Dans une approche quasi anthropologiste, Greta Gerwig oppose le monde réel, régi par le patriarcat, à celui de Barbie, régi par le matriarcat, dans une démarche de parallélisme, un procédé emprunté au roman d’apprentissage dans la droite lignée de Candide ou L’ingénu de Voltaire, sur des êtres, tous sexes confondus, broyés par la domination masculine, déterminés à lutter contre les clichés sexistes et la culture du viol. Gerwig propose de nourrir notre rapport au monde et à nous-mêmes, en éprouvant toutes les émotions que ressent Barbie, quand elle subit une agression sexuelle, quand une adolescente l’accuse de nourrir le patriarcat et le consumérisme, ou bien encore quand elle est confrontée au renversement de son monde, lui même contaminé par la maladie du patriarcat, se répandant comme la Peste. C’est tout le génie de Gerwig et son coauteur (et conjoint à la vie) Noah Baumbach. Ils ont réussi à déceler derrière la célèbre poupée de plastique un nouveau modèle de Femme puissante qui, au lieu de nous renvoyer à notre solitude, nous honore et nous salue. À la manière de Barbie qui élabore moult stratégies pour reconquérir son monde envahi par les Ken, Gerwig aura réussi à transformer une poupée sur mesure basée sur les fantasmes masculins plutôt que la métrique humaine réelle, complexant les petites filles dès leur plus jeune âge, en outil de réappropriation du corps féminin, comme peut le démontrer la séquence finale où Barbie fait face à sa créatrice Ruth Handler dans un dialogue philosophique sur ce qu’est Barbie, et ce qu’elle représente, ce qu’elle véhicule, et comment elle peut inspirer d’autres Femmes de par le monde. Le montage d’images d’archives qui accompagne la scène, entrecoupés d’évocations de l’enfance, de l’adolescence, un anniversaire, un accouchement, un rire, un songe, de femmes de tous âges, de toutes époques, convoque plus que jamais le travail de Jane Campion, en particulier l’introduction de Portrait de femme où elle immortalisait déjà les visages de Femmes libres, d’aujourd’hui, dans une mouvement de liberté, de vitalité, sur ce qu’elles ressentent juste avant un premier baiser, ce moment magique et fugitif, le tout enrobé par la musique mélancolique de Wojciech Kilar.
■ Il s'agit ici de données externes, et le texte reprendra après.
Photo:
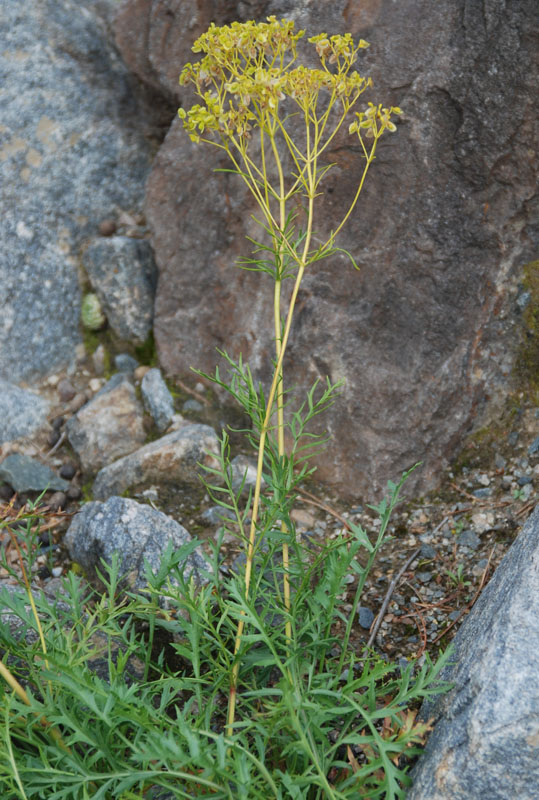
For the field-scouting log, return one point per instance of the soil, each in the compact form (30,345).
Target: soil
(456,535)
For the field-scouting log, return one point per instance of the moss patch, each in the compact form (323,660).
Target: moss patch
(526,371)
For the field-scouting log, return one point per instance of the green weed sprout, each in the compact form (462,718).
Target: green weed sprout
(266,112)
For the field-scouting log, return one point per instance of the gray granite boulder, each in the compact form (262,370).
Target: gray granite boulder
(136,532)
(109,426)
(22,413)
(71,153)
(485,743)
(157,399)
(425,333)
(172,459)
(123,274)
(25,474)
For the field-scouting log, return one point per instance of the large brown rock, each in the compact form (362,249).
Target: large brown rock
(424,333)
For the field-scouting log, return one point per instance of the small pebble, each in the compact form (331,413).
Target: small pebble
(107,227)
(192,405)
(77,403)
(125,363)
(95,384)
(66,390)
(57,501)
(366,617)
(57,423)
(68,470)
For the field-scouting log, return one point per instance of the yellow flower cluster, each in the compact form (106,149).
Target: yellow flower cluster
(248,69)
(374,121)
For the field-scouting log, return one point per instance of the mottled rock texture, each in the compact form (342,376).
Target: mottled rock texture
(122,272)
(22,413)
(134,532)
(486,739)
(72,151)
(109,426)
(171,460)
(424,334)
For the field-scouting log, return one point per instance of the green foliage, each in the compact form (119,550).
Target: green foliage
(306,727)
(250,685)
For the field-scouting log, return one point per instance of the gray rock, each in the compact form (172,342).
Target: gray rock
(243,471)
(172,459)
(22,413)
(136,532)
(123,273)
(71,150)
(25,474)
(157,399)
(125,363)
(469,538)
(486,737)
(365,616)
(109,426)
(436,239)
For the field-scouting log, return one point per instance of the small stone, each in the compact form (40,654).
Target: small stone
(140,372)
(66,390)
(25,474)
(302,518)
(427,551)
(469,538)
(107,227)
(125,363)
(481,493)
(77,403)
(216,514)
(366,617)
(157,399)
(57,501)
(192,405)
(99,358)
(95,384)
(67,470)
(499,461)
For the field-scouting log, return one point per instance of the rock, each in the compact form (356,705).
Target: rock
(22,413)
(122,272)
(68,470)
(440,246)
(136,532)
(157,399)
(365,617)
(103,645)
(109,426)
(125,363)
(243,471)
(485,740)
(71,150)
(469,538)
(25,474)
(66,391)
(172,459)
- © 2023 Warner Bros. All rights reserved.
Finalement, Barbie est bien le blockbuster de l’été attendu. Plus que cela, c’est un manifeste politique important et nécessaire sur la violence intrinsèque du patriarcat, et la manière dont il peut contaminer les deux sexes, de Los Angeles à Barbie Land. Greta Gerwig prouve encore une fois son talent inné pour composer des personnages féminins en marge des stéréotypes et signe pour sa troisième réalisation une détonation filmique qui l’élève définitivement, aux côtés de Jane Campion, Chantal Akerman ou encore Sofia Coppola, au panthéon du female gaze. Barbie for ever.